Normally, FORMAT
tried to help you in case you decide that you formatted the wrong drive.
In MS-DOS, FORMAT
could take a parameter /U
which disabled this. Apparently, the documentation described it thusly:
/U
Specifies an unconditional format of a disk. Unconditional formatting destroys all existing data on a disk and prevents you from later "unformatting" the disk. You should use /U if you have received read and write errors during use of a disk. For information about unformatting a disk, see the UNFORMAT command.

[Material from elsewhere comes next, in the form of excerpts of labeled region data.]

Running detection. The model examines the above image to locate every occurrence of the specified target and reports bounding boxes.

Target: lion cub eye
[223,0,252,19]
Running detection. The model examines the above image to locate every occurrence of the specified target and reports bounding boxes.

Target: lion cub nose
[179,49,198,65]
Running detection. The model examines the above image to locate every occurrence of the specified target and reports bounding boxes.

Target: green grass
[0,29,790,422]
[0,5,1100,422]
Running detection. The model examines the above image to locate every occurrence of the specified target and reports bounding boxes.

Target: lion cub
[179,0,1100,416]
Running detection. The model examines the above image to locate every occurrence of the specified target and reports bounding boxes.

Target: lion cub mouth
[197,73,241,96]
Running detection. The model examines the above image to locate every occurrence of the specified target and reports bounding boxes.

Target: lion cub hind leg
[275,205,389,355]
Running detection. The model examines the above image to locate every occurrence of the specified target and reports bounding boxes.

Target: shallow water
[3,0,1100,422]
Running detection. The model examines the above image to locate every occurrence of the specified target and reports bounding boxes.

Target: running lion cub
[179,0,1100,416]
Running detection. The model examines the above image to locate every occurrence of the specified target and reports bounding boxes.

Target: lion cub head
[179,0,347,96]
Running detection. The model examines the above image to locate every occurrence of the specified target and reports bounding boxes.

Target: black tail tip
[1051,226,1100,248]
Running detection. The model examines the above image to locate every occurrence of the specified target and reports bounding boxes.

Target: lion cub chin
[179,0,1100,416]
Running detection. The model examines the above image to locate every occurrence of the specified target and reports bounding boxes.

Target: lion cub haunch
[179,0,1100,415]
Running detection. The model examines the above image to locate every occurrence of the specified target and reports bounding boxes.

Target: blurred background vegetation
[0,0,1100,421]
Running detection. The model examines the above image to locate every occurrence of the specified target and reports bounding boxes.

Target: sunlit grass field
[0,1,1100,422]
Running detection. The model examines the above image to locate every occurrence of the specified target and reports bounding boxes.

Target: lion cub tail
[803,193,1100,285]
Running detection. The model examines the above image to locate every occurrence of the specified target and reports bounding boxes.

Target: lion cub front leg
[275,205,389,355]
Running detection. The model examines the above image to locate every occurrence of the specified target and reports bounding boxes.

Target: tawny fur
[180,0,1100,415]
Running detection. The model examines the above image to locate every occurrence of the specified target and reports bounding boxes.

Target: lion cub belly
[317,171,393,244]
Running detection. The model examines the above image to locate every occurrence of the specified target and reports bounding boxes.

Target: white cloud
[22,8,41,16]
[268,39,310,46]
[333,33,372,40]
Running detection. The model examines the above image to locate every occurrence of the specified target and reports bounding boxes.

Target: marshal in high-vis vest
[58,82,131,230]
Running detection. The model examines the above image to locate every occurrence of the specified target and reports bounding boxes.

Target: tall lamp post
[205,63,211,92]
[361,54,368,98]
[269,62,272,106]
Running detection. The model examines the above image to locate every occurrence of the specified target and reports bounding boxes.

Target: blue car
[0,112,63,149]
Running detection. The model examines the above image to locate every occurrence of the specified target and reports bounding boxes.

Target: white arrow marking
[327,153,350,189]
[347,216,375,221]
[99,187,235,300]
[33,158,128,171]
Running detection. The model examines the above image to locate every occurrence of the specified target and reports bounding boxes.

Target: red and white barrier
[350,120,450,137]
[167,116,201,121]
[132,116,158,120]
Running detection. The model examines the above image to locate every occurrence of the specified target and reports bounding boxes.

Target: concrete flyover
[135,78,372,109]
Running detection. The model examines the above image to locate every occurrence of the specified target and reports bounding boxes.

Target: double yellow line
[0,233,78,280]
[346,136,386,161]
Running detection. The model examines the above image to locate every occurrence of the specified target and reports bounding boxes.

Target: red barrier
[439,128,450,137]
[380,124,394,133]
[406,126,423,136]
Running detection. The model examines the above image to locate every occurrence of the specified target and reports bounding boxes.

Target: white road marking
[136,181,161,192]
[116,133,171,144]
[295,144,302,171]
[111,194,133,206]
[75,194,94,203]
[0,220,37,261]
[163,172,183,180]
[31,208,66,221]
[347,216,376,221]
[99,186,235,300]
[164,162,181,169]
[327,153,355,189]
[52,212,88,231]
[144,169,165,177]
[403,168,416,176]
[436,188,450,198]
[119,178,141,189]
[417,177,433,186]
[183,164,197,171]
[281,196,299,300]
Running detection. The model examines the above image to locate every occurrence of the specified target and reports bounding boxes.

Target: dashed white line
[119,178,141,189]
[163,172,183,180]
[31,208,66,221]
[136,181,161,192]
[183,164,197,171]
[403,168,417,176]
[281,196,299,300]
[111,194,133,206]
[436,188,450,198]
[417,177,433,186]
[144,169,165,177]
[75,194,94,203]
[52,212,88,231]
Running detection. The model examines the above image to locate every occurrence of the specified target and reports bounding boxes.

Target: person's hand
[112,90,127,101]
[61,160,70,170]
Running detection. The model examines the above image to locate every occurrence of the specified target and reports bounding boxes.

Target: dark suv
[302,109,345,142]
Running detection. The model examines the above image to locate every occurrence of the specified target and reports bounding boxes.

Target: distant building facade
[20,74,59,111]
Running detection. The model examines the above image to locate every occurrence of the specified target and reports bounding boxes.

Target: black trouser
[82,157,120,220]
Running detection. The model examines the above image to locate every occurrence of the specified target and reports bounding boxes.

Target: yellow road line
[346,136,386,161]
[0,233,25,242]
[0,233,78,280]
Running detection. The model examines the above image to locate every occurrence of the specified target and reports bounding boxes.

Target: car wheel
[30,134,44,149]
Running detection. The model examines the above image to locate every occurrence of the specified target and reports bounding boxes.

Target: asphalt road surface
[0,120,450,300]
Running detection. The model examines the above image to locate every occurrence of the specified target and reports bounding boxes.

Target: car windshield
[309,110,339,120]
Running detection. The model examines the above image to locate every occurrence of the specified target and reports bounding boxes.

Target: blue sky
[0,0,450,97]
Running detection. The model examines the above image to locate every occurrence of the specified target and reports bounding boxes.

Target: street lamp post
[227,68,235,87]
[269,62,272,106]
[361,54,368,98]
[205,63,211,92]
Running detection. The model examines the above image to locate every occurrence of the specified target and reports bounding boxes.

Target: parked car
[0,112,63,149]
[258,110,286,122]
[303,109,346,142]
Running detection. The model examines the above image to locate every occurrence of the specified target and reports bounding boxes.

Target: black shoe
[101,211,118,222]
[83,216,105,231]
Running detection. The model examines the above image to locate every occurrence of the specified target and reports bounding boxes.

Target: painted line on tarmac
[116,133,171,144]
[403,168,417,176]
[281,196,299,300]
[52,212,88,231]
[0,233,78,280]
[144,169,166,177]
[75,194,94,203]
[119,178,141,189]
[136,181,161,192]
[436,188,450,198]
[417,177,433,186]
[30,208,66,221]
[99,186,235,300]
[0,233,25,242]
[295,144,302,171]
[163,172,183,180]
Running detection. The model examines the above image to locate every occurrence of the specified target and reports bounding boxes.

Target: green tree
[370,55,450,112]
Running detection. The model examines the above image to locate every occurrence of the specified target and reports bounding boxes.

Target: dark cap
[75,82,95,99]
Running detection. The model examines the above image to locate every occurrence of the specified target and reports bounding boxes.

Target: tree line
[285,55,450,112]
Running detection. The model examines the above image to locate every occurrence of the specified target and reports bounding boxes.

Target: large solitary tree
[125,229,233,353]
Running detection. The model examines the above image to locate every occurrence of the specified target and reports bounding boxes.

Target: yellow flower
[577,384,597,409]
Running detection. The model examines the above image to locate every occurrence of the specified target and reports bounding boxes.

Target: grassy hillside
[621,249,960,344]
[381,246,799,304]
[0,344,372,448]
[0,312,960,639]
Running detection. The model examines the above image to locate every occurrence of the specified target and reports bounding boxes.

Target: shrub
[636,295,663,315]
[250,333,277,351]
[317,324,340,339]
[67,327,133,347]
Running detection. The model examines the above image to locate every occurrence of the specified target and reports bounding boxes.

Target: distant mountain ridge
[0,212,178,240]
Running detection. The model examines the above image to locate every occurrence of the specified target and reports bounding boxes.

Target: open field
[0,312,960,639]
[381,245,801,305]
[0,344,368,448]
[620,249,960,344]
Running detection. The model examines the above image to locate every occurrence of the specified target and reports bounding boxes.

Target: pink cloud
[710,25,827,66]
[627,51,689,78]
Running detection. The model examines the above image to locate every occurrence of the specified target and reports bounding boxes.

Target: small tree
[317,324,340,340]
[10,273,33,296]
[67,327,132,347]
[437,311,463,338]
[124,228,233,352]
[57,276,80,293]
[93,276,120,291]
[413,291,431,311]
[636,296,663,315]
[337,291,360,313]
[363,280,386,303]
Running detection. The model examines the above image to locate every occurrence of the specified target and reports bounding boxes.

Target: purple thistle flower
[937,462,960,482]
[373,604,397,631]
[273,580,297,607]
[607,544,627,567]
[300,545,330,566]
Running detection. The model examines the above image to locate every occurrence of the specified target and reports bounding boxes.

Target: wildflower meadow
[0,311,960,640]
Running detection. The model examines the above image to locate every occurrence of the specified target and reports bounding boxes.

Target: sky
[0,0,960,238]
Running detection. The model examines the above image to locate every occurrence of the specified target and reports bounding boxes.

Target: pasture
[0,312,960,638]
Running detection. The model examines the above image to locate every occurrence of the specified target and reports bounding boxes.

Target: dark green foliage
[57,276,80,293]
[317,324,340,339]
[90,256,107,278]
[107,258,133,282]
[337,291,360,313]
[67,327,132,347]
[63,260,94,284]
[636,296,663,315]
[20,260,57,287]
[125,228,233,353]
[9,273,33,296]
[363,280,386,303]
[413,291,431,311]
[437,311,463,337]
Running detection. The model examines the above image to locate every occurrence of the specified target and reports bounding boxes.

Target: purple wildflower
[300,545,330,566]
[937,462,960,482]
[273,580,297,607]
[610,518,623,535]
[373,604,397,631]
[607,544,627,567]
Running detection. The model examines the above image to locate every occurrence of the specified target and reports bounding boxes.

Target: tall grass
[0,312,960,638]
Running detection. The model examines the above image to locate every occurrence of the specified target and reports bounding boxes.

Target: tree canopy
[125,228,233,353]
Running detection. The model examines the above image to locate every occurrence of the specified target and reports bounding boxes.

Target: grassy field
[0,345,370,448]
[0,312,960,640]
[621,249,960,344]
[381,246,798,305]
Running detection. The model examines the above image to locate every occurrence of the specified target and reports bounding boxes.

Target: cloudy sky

Since for some reason saving unformatting information fails, this sounds like exactly what you want. So you want to pass /U when invoking format; something like FORMAT C: /U
should do.
Keep in mind that DOS wasn't exactly designed to be particularly robust; it was designed to run in a small footprint while still providing the essential services of a disk operating system, with the operating system proper running in about 60 KB of RAM and most utilities provided with it not being much larger than that as I recall.
Unrelated to the question, but:
I have to go flip my breaker (you might say "Unplug it!!!" but that throws sparks, the house has got old wiring). I need SERIOUS help.
I would get that outlet replaced right away. The throwing sparks simply because of unplugging a load is not related to the wiring, it is related to the outlet, and the outlet is (or at the very least should be) trivial to replace. Alternatively, you have some seriously weird electrical outlets where you live.